The best of luck to you all
tulsa, glad you finally posted. hang in there and do this thing. Start a new post so we can better follow. It will be ok after the hell is over. If you've been lurking for 4 years then you know how this is done. Get with the Thomas resipe and do it. It will get better. Start a new post by asking a question. Tell us more about you. Feel the feelings and do this.

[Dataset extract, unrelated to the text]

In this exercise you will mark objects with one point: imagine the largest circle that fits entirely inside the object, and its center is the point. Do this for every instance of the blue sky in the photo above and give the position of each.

That is all that i am doing is feeling the feelings. I cannot tell you how that *****. I think and feel and that has not been a good thing. I am done. I had not one pill since yesterday. I tapered and suffered very little. Today all was good with the physical. It is my head that I am worried about. I feel like a case. I am not a drinker at all but for the past two days that is what i want, a drink. but again i am alone and i know that drinking alone is bad. I just want the screaming and crying to stop. i scream out loud and in my head. I can say in all honesty that i do believe those pills kept me from taking a header somewhere. because now that is just about all i think about. Of course, my ailments are more fierce than ever but i have been able to keep it at bay for now. i just did not realize emotional pain would be worse.
Hang in there tulsa. You have to remember coming of drugs is one of the hardest things you can do. You should be proud of yourself! Also when detoxing, your emotions come back. You've used drugs to block them for years. Now reality is setting in. It's scary but it gets much better. I used to cry watching a commercial on tv if it set something off in me. So please keep being strong. I'm really rooting for you! If you ever need some one to talk to. Or you need to vent. Send me a note, and I will send you my email. Take care Tulsa. And everyone else.